Gastritis Cystica Profunda (GCP)
- •Gastritis cystica profunda (GCP) is a rare condition that can occur as a complication of partial gastrectomy with gastrojejunostomy for PUD, typically occurring at the site of the gastroenterostomy.
- •GCP may also develop in the unoperated stomach. GCP can be associated with Ménétrier disease and with gastric cancer. GCP may also be iatrogenic after attempted gastric polypectomy.
- •Gastric symptoms in GCP, if present, are nonspecific.
- •Hyperplastic gastropathy is a rare condition characterized by giant gastric folds associated with epithelial hyperplasia.

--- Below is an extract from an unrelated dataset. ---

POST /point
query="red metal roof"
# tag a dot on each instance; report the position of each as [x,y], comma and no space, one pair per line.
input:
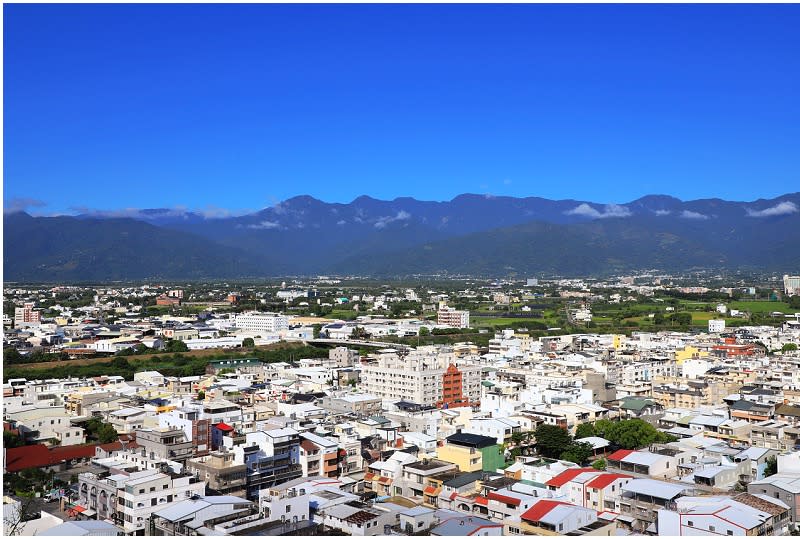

- •Two clinical syndromes have been identified: (1) Ménétrier disease and a variant of it referred to as hyperplastic, hypersecretory gastropathy, and (2) Zollinger-Ellison syndrome, demonstrates enlarged gastric folds in these conditions.

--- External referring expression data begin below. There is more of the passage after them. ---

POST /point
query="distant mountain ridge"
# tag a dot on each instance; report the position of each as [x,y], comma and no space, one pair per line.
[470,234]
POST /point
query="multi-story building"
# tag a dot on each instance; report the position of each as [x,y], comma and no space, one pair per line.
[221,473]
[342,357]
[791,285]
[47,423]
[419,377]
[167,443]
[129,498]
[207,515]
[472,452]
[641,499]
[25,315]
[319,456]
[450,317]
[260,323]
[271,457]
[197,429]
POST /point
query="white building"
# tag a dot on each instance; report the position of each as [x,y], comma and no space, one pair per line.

- •The enlarged gastric folds in Ménétrier disease are due to foveolar cell hyperplasia, edema, and variable degrees of inflammation.
What are the Presenting Signs & Symptoms
- •Patients with gastritis may be asymptomatic or may present with nonspecific clinical signs and symptoms (e.g., epigastric pain, abdominal tenderness, bloating, anorexia, nausea [with or without vomiting]). Symptoms may be aggravated by eating.
- •Epigastric tenderness in acute alcoholic gastritis (may be absent in chronic gastritis).
- •Foul-smelling breath.
- •Hematemesis (“coffee grounds” emesis).
How is this diagnosed?
- •By definition, gastric biopsies must be obtained to be able to diagnose gastritis.
- •Indications for gastroscopic biopsies may include gastric symptoms, gastric erosion or ulcer, thick gastric fold(s), gastric polyp(s) or mass(es), and for diagnosis of Hp infection.
How is this treated?
Treatment varies with the etiology of the gastritis.